Copy.of.WEEK.4.mp4
In 2006, Hans Rosling gave a TED talk titled "The best stats you've ever seen." It is recommended to watch this video before working on the project to understand the inspiration behind the visualization.
You can watch the TED talk here : https://www.ted.com/talks/hans_rosling_the_best_stats_you_ve_ever_seen?language=en
Explore the realm of data visualization in Python by utilizing powerful libraries such as Matplotlib, Seaborn, and Plotly. The task is to create visually engaging and informative plots, graphs, and charts based on a provided dataset.
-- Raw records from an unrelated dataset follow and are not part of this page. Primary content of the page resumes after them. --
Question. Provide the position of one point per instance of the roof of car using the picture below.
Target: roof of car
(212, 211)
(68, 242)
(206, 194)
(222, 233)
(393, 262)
- Life expectancy at birth: The number of years a newborn would live if the patterns of mortality at the time of birth remain the same throughout his life.
- Fertility rate: Number of children a woman would give birth to during her childbearing years.
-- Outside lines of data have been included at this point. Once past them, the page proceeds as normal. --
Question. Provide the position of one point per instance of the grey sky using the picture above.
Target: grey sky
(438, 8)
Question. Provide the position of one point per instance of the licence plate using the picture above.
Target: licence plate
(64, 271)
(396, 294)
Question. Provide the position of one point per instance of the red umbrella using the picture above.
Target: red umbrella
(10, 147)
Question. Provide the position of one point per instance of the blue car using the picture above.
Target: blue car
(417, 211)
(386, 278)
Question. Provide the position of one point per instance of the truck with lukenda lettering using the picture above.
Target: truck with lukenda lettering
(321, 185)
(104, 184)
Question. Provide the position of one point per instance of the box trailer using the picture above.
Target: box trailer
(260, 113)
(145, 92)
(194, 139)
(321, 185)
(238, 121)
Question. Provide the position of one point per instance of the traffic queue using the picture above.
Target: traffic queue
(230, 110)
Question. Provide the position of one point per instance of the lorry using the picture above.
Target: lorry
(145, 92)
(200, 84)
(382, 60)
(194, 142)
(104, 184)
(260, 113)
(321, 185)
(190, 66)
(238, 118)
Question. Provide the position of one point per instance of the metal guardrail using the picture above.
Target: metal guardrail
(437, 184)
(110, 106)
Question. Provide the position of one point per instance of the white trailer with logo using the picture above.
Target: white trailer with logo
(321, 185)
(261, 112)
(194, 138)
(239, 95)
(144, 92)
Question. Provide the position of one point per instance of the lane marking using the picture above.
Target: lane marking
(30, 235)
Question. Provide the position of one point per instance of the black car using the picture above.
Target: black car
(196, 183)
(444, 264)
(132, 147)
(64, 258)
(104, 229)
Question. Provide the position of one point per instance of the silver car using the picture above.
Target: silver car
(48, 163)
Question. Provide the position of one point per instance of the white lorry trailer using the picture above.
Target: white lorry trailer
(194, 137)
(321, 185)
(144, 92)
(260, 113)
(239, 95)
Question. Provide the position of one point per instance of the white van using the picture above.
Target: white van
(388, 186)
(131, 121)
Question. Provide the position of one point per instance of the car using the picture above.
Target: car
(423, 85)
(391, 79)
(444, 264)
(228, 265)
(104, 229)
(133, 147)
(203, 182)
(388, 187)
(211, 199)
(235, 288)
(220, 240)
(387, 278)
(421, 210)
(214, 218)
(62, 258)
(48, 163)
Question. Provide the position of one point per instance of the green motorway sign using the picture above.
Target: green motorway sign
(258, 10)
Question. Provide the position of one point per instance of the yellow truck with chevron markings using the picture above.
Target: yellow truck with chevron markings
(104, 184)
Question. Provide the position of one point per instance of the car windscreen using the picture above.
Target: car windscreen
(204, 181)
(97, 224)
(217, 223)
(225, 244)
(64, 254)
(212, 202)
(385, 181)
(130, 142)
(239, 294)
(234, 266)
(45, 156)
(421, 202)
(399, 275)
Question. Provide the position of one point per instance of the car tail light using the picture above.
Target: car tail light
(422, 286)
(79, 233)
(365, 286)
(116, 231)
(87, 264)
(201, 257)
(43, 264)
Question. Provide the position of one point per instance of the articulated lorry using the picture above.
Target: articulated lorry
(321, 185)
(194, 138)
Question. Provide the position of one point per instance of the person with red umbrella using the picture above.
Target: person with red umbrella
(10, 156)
- Country population: Total number of residents regardless of legal status or citizenship (midyear estimates).
- Obtain the dataset provided for this task and examine the dataset to understand its structure, variables, and potential insights it may offer.
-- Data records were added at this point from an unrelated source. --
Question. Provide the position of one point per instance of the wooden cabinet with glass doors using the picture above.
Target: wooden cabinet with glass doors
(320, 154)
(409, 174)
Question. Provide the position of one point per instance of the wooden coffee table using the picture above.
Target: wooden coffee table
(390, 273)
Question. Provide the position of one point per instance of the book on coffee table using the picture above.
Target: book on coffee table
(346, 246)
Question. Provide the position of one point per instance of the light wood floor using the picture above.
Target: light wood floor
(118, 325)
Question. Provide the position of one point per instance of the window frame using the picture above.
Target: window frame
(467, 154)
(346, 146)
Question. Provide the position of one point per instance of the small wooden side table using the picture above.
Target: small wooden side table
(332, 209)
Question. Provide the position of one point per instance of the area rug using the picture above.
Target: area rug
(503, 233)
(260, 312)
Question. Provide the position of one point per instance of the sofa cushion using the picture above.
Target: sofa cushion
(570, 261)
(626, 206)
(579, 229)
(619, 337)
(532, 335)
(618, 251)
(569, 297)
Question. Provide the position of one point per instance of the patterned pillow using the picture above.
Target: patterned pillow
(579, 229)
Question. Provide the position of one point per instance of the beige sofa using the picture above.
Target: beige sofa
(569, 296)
- Ensure you have the necessary Python libraries installed, including Matplotlib, Seaborn, and Plotly.
- Set up your Python environment or Jupyter Notebook for data visualization.
- Define the goals of your data visualization. What insights or patterns do you aim to convey to the audience?
- Consider the types of plots and charts that would best represent the information in your dataset.
- Start with Matplotlib to create fundamental visualizations like line plots, bar charts, and scatter plots.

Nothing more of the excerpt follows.